Not long after touching down on the glassy surface of a spruce-shrouded lake seemingly in the middle of nowhere, we were casting long, swimmy streamers over froggy weed beds and battling perfectly respectable northerns to the boat. It was August, and it was plenty warm, especially by Canadian standards, but the fish were surprisingly active. In other boreal destinations, pike are notorious for sulking to the bottom of lakes on scorching summer days, but pike in this particular lake rarely turn off.

fly fishing canadian rockies - northern rockies adventures
Photo: Earl Harper.

Out with a bang

On our last evening on the shores of Muncho Lake, as we sat outside on the deck of our homey little cabin slowly sipping some solid Canadian whisky over a couple cubes of ice, our trip to B.C. delivered its final hit.
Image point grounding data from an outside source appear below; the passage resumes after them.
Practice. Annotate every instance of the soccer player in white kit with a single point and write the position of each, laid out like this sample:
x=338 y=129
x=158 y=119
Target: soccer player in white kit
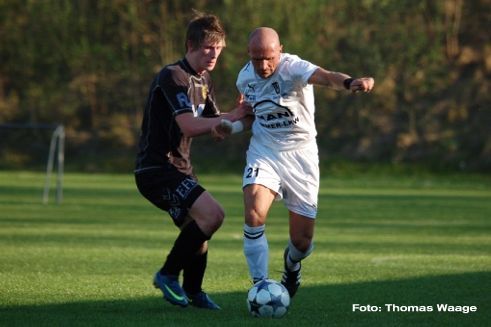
x=282 y=159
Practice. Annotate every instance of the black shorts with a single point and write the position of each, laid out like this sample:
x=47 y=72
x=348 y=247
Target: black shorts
x=169 y=190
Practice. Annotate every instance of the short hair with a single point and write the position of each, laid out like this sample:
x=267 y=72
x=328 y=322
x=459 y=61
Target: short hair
x=204 y=28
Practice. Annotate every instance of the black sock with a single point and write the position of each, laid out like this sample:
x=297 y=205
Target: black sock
x=194 y=273
x=186 y=245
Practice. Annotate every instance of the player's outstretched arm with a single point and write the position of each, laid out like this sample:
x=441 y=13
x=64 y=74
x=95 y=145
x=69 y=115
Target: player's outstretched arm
x=226 y=128
x=340 y=81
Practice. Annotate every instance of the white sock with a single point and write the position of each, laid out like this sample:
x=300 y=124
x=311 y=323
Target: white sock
x=295 y=256
x=256 y=251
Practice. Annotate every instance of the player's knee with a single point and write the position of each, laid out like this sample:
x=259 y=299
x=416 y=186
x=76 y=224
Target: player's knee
x=303 y=244
x=254 y=217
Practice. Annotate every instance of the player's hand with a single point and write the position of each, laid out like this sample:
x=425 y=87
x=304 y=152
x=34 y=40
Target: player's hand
x=243 y=109
x=362 y=84
x=221 y=130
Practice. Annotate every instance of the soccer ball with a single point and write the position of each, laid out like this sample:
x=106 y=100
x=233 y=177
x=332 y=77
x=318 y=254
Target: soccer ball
x=268 y=298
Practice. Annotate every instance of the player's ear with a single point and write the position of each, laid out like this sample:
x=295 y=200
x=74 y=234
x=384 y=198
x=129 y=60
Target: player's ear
x=189 y=46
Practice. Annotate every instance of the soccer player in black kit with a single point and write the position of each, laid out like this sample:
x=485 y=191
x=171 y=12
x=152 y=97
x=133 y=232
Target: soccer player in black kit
x=181 y=105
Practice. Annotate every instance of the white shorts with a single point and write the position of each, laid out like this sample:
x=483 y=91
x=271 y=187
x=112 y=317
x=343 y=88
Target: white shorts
x=293 y=175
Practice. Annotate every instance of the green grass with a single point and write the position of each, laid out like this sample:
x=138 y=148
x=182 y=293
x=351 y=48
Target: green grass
x=379 y=240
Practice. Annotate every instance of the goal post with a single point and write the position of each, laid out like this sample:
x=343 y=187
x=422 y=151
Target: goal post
x=56 y=155
x=56 y=148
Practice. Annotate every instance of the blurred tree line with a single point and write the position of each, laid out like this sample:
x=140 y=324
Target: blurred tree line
x=88 y=64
It was one of the first nights of the summer when it was expected to get truly dark and yet an ambient light lingered over the mountain tops. At first, we were mystified, but just minutes later the dancing lights of the Aurora Borealis exploded above the waters of Muncho Lake. The Aurora glowed for over an hour and we reveled in the cosmic event.

If you go

Getting there
Anglers visiting northwest B.C. for a fly-in fishing trip can choose one of two ways to reach the lodge. First, for the adventurous who love a road trip, the area can be reached via car — it is on the Alaska Highway about three hours north of Fort Nelson. The second, and the easiest option, is to fly into Vancouver and spend the night. The next morning, a representative from Northern Rockies Adventures will pick you up at your hotel and transport you to Pitt Meadows and a small, regional airport. There, you’ll board a small plane and fly north to Fort Nelson — about two hours. From Fort Nelson, it’s a three-hour scenic van ride to the lodge. But that’s only if you’re fishing the area from the lodge.

When to go
The rivers, lakes and streams of northwest B.C. are fishable from June through September, and there really is no bad time to go. Pike and lake trout will be more active and in shallow water earlier in the season and again in September, but both seem to be willing to hit flies regardless of the date. High summer offers great dry-fly fishing for rainbows and grayling, and streamer fishing for big bull trout is likely best in August before the big char start to spawn. There are walleye available from the lodge, too, and for gear anglers, these fish can offer fast action all summer long.

Choosing an outfitter
There’s no real choice here. While there is some excellent roadside and backroad fishing for grayling in the area, to access the trophy fishing in this stretch of northwest British Columbia, Northern Rockies Adventures is the only real option. The lodge offers full seven-night/six-day packages with both four- and six-day flyout options.